The Strategic Studies Institute of the U.S. Army War College published a monograph in March 2004 (see above), which warned that Central America is collapsing into the same levels of "chaos" resulting from the drug trade and drug gangs, as suffered by Colombia. The United States' failure to develop a coherent political-military strategy for the region following the civil wars of the 1970s and 1980s, author Max Manwaring argues, is part of the problem. He identifies as a particular problem, the fact that both the security forces and the insurgents of those 1970s/1980s wars have been given no options but to turn to crime.
Uribe Gov't Caves In to Narcoterrorist AUC
The Colombian government is moving to carve out "demobilization" zones, to be occupied by thousands of the country's drug-trafficking "paramilitary" terrorists, known as the AUC, in what would be a disastrous parody of the previous Pastrana government's "Grasso Abrazo" with the FARC narcoterrorists. The AUC are a "right-wing" version of the "left-wing" FARCsame type of animal, different smell. The government's negotiator, Luis Carlos Restrepo, has already all but promised that the AUC leaders will not be extradited to the U.S., if they agree to demobilize and disarm.
While the government is also demanding that they give up their ill-gotten gains, and that the worst of the criminals do jail time, the AUC leaders are insisting on keeping their assets and merely doing some time in their own homes. To sweeten their side of the negotiations, the latest AUC offer is to "allow" the government to swap FARC prisoners for the FARC's kidnap victims, something the AUC had earlier sworn to prevent.

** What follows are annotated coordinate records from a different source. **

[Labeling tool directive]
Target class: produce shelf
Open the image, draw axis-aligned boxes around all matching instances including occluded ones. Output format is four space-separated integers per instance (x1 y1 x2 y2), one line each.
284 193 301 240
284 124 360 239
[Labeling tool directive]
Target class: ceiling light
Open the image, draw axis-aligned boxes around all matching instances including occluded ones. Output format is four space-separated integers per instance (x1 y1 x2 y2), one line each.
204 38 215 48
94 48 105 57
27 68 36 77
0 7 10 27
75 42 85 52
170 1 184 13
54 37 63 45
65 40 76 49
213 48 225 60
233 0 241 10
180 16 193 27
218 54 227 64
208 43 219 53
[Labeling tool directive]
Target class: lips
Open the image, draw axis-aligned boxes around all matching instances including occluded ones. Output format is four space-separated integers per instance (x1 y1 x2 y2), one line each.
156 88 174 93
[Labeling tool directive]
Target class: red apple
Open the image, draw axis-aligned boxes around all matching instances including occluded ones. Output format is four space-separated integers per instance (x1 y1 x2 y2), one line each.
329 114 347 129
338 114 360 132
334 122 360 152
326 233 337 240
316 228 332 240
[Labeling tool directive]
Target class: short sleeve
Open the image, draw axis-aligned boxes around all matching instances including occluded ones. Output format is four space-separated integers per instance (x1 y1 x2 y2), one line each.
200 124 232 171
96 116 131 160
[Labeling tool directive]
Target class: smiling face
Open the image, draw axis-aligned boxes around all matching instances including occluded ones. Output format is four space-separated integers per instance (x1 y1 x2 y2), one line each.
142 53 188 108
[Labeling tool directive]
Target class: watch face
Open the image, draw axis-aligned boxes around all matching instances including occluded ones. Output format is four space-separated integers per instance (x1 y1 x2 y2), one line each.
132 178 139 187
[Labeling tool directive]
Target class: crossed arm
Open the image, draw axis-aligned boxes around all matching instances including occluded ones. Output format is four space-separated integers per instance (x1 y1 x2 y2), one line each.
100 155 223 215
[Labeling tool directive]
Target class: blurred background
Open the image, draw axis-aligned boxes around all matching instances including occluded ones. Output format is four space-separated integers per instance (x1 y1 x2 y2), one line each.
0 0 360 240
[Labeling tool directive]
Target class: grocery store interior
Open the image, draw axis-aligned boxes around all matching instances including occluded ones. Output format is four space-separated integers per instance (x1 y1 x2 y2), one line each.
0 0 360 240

The Uribe government is calling for international donations of up to $150 million, to facilitate the demobilization and re-education of the 15-20,000 armed paramilitaries, and the U.S. is said to be "considering" offering some financial support. The reality is that President Uribe would never have even considered taking up this doomed strategy of setting up demobilization zones for the paramilitaries, without Bush Administration "encouragement."

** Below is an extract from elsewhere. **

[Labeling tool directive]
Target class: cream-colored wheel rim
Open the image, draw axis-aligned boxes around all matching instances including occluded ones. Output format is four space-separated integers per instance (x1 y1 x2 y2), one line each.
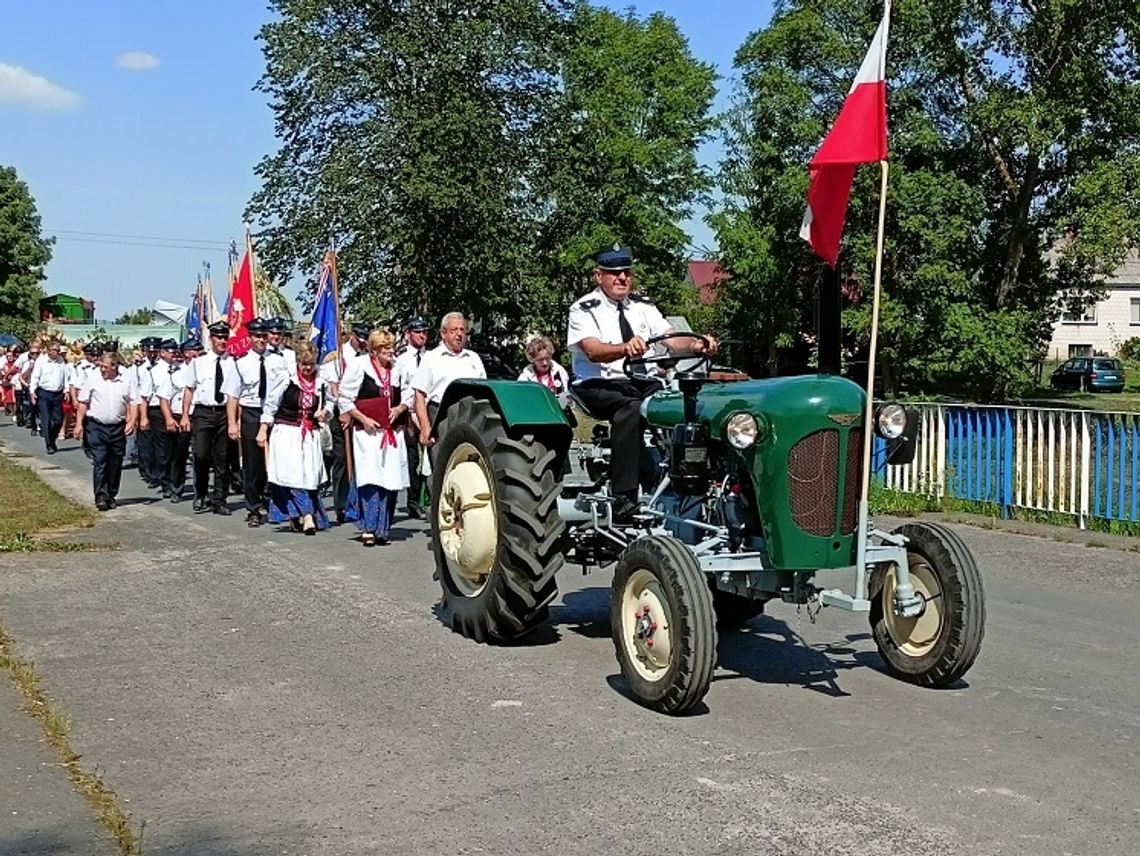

'South-South' Role Needed in Middle Peace Efforts
"South-South" cooperation must support the Quartet's peace efforts between Israel and Palestine, Brazilian Foreign Minister Celso Amorim told the World Economic Forum, meeting in Jordan on May 15. Brazil's Foreign Ministry (Itamaraty) reported that participants at the WEF debated how to resolve the Middle East conflicts, including discussing the need for economic growth and development in the region. Amorim emphasized that international involvement to aid a peace agreement should not be limited to the developed countries, but must also include South-South cooperation, and he proposed that developing countries form a support group for the Quartet (U.S., Russia, EU, and UN), suggesting Brazil, South Africa, and India as potential members.

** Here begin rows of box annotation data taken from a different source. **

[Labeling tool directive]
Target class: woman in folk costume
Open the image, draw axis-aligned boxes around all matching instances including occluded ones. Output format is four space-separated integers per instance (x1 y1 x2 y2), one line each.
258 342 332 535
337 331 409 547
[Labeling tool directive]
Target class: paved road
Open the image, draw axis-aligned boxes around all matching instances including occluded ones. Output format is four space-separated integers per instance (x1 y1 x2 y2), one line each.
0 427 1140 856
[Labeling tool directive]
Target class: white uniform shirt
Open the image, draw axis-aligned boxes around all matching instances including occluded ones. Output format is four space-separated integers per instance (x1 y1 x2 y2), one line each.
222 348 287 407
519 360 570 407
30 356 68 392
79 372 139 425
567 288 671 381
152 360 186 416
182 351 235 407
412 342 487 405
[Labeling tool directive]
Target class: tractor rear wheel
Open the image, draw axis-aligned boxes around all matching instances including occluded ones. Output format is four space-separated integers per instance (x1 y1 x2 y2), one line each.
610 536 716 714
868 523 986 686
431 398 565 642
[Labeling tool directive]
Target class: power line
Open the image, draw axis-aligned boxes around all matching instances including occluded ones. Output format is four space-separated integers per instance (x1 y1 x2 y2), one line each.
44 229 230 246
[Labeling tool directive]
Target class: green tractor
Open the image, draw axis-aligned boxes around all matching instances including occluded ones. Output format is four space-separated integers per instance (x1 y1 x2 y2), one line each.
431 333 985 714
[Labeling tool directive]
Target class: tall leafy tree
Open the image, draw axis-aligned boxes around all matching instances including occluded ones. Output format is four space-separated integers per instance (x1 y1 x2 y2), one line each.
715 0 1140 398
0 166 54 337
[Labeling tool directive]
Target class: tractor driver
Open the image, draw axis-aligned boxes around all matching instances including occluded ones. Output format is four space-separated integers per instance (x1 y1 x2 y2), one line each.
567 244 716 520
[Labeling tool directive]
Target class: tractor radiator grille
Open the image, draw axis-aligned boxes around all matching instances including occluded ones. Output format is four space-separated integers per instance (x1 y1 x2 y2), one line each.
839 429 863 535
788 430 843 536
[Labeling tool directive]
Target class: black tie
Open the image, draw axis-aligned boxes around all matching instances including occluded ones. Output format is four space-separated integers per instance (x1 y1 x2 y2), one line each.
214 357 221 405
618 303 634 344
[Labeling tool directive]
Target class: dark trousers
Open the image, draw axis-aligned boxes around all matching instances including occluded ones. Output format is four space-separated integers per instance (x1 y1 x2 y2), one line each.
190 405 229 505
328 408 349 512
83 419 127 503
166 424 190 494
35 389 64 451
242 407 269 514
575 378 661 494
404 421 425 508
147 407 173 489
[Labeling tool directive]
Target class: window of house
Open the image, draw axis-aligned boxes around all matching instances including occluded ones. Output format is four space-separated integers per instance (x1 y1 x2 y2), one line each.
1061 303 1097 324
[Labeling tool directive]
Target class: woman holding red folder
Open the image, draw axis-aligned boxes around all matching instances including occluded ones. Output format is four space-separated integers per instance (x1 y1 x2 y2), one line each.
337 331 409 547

The proposal to bring in key developing countries was made by Palestinian President Yasser Arafat and Prime Minister Ahmed Qurei, during Brazilian President Lula da Silva's December 2003 tour of Arab countries.
Before arriving in Jordan, Amorim held discussions with the Arab League in Cairo, on Lula's proposal to convene a South American-Arab Summit. A schedule of meetings to prepare the summit was agreed on, starting with a Foreign Ministers meeting on the sidelines of next September's UN General Assembly. Arab League Secretary General Amr Moussa emphasized the importance of the proposed summit in remarks to the WEF meeting, noting the Arab countries' readiness to begin a structured process of cooperation with South America.